A mãe encolheu os ombros enquanto a pequena abria sorrateiramente a janela e depois foi buscar a sua mesa de brincar que era muito maior do que ela. Quando a mesa caiu porque a pequena não conseguia com ela, a mãe reparou que Beatriz estava a preparar das suas.
- O que andas a fazer?! - começou a mãe a pensar que traquinice ia agora a filha fazer.
- Estou a preparar o meu espetáculo na varanda! – a pequena informou com as mão na cintura e ar empertigado. O seu ar de bailarina do desenrasca fez a mãe ter vontade de rir.
- Mas está a chover! - ralhou a mãe – além disso, o que adianta dançares na varanda, se ninguém vai ver?
- Mãe, uma bailarina dança quais forem as suas condições! - repetiu a pequena uma frase que a sua professora de ballet adorava falar nas aulas.
- Hum, só te deixo se deixares correr o toldo para te proteger da chuva – negociou a mãe que estava divertida com a teimosia da filha.
A pequena concordou.
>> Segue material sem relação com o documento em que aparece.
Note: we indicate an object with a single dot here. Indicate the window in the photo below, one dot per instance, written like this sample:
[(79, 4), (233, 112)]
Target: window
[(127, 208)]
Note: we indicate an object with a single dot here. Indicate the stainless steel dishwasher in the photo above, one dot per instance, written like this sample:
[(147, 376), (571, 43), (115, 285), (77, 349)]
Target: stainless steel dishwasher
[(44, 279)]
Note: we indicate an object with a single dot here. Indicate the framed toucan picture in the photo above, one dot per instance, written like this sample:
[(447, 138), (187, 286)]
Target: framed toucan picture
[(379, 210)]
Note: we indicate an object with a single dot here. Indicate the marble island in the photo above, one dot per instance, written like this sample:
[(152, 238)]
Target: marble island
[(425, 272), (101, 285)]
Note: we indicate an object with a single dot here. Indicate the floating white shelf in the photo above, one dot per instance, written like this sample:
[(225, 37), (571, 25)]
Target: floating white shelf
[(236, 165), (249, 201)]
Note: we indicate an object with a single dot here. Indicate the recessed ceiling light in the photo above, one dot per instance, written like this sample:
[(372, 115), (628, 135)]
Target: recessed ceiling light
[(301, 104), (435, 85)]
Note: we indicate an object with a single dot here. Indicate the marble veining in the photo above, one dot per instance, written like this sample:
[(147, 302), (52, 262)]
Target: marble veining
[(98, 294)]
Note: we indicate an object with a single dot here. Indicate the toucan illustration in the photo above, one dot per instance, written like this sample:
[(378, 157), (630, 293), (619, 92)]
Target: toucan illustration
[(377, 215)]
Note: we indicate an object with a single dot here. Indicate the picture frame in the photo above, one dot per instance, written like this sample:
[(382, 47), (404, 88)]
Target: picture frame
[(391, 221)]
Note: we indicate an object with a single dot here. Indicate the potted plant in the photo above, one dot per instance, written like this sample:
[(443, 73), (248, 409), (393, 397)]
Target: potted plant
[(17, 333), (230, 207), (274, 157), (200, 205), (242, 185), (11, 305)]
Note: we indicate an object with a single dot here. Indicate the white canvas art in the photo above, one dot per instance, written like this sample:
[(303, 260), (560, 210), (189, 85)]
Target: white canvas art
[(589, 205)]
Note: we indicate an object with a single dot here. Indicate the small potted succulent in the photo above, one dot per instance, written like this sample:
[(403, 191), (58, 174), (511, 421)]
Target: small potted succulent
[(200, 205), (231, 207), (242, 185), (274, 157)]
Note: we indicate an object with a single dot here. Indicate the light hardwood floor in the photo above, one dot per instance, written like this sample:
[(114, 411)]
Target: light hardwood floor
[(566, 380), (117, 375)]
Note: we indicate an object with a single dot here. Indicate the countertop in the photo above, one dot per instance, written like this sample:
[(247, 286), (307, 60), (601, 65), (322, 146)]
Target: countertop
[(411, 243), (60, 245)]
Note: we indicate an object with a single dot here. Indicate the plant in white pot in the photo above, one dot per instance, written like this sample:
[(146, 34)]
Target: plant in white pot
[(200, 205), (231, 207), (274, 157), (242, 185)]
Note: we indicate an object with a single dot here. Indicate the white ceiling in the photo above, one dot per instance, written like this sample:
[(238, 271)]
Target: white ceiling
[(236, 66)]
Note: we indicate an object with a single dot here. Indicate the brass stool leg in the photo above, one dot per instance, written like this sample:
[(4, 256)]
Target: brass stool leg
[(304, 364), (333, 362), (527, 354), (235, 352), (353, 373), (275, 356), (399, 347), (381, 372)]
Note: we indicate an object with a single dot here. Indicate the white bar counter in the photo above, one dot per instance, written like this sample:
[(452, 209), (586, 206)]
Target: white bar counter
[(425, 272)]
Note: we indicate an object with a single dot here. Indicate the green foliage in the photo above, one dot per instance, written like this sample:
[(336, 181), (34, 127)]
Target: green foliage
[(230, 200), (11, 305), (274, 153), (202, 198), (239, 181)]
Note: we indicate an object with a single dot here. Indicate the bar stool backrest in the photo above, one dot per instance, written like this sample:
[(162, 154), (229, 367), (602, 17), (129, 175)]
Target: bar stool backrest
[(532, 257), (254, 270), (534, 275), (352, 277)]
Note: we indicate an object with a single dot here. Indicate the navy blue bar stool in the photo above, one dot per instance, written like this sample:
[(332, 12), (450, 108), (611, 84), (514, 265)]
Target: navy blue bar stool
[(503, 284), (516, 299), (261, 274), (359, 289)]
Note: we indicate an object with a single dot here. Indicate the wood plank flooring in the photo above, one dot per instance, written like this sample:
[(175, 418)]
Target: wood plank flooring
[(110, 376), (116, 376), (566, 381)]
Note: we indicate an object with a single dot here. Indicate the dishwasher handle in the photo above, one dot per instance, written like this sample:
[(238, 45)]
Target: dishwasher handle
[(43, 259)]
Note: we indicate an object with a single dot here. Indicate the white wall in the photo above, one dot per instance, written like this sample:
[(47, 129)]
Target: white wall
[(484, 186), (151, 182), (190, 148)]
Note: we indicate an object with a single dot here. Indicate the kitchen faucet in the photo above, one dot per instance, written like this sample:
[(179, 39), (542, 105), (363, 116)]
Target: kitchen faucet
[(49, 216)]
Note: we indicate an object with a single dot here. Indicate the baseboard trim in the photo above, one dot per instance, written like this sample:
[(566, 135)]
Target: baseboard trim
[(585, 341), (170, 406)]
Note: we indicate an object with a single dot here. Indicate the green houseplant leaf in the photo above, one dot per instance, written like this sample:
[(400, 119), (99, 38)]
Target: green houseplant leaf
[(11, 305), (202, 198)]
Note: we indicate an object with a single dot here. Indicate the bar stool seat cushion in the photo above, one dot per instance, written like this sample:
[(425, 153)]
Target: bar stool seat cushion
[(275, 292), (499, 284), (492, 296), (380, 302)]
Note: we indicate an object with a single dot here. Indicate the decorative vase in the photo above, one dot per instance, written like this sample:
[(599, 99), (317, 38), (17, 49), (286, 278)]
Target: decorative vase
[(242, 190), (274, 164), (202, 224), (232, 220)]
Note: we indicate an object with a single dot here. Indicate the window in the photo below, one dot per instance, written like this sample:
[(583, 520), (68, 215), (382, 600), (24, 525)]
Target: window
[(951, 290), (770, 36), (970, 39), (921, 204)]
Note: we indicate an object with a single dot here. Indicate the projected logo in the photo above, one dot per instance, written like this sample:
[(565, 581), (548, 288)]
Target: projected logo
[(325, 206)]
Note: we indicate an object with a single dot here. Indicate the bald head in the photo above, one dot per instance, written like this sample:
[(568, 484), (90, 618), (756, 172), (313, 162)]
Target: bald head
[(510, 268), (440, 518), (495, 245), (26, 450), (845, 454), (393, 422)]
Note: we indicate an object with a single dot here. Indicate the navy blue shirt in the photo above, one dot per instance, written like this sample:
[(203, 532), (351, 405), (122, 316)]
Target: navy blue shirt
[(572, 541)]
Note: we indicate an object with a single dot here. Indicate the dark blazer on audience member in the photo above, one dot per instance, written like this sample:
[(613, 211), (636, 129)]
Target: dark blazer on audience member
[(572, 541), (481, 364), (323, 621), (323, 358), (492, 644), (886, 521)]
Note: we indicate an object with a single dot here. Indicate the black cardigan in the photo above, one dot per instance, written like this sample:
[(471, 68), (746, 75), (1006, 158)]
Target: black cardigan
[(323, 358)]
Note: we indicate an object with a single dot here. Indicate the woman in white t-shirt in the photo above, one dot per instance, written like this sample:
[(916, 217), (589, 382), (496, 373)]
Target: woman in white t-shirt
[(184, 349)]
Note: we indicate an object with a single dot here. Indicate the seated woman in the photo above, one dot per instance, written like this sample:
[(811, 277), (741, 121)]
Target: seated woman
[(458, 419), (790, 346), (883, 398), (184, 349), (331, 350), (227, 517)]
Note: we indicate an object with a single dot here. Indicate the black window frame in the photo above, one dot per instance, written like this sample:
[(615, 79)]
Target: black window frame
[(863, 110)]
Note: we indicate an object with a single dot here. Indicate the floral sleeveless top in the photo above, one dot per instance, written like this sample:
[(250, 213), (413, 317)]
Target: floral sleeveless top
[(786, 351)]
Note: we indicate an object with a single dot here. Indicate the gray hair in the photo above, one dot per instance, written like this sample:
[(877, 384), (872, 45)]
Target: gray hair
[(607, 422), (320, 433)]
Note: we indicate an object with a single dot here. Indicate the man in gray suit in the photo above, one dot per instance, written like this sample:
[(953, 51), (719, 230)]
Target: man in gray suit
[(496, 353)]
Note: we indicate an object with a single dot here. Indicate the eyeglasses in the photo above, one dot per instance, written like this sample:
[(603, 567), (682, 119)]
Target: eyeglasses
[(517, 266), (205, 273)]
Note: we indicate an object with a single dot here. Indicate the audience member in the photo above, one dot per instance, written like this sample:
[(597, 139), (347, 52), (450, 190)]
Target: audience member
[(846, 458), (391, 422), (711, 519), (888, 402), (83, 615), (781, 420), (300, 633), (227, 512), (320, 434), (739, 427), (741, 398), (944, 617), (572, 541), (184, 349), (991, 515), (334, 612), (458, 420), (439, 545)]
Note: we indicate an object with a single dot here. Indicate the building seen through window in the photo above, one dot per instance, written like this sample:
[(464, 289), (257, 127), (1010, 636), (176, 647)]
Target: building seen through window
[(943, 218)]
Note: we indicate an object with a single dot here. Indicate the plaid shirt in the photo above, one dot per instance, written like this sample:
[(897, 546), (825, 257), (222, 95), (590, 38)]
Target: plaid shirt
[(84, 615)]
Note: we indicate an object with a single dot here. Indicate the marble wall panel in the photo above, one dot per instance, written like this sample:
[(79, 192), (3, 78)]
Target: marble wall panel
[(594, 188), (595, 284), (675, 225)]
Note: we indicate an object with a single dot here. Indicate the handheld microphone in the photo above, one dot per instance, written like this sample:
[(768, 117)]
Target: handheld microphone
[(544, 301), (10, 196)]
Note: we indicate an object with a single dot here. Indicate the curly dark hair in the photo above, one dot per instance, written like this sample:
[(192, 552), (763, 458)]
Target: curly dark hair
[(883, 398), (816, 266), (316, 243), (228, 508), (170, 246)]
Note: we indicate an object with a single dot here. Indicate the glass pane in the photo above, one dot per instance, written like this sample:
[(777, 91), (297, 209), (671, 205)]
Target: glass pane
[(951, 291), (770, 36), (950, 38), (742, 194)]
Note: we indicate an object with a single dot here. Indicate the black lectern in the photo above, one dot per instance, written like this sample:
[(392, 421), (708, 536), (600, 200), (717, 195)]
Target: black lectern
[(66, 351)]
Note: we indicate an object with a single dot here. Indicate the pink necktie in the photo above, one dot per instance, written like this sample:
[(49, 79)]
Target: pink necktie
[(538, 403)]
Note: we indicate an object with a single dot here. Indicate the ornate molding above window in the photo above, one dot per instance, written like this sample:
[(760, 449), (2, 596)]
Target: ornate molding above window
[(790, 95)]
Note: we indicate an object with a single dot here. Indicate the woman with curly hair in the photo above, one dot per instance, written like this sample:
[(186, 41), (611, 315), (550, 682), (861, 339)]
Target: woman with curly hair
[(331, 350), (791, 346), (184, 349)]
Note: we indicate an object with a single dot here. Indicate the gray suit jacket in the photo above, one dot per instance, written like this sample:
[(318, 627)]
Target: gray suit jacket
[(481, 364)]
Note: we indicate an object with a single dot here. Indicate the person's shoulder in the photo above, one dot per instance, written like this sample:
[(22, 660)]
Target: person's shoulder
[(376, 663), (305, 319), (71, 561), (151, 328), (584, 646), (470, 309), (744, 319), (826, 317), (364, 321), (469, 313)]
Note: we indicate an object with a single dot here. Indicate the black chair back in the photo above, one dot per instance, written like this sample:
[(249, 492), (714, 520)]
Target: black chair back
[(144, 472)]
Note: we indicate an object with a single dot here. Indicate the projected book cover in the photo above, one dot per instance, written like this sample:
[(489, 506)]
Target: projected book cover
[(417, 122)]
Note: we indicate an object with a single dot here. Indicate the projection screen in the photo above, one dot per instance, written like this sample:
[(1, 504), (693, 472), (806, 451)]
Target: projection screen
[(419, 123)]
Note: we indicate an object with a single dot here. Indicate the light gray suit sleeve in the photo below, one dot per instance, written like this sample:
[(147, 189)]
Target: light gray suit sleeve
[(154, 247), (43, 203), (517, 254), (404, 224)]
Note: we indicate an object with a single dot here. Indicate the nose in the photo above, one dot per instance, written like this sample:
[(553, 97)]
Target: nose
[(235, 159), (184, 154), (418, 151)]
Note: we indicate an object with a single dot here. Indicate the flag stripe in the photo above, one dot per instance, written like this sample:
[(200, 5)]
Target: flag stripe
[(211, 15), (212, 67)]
A mesa foi posta a janela aberta para se ouvir a música já muito ensaiada e a menina iniciou o seu bailado. A mãe chamou o pai e os dois se encostaram à janela e pensaram eles que eram os únicos espetadores da filha. No entanto, no final do bailado, a menina estava a agradecer para o prédio da frente quando o sol voltou a brilhar. Como se o sol a viesse aplaudir e à sua pequena peça. O toldo foi levantado e os pais se surpreenderam ao ver que o prédio ao lado, que pertencia a um lar de idosos, estava cheio de pessoas à janela com lenços nos olhos e outros que abriram as suas janelas para aplaudir a pequena. Até o céu se lembrou de celebrar a arte que une corações, trazendo um arco-íris para todos verem e celebrarem.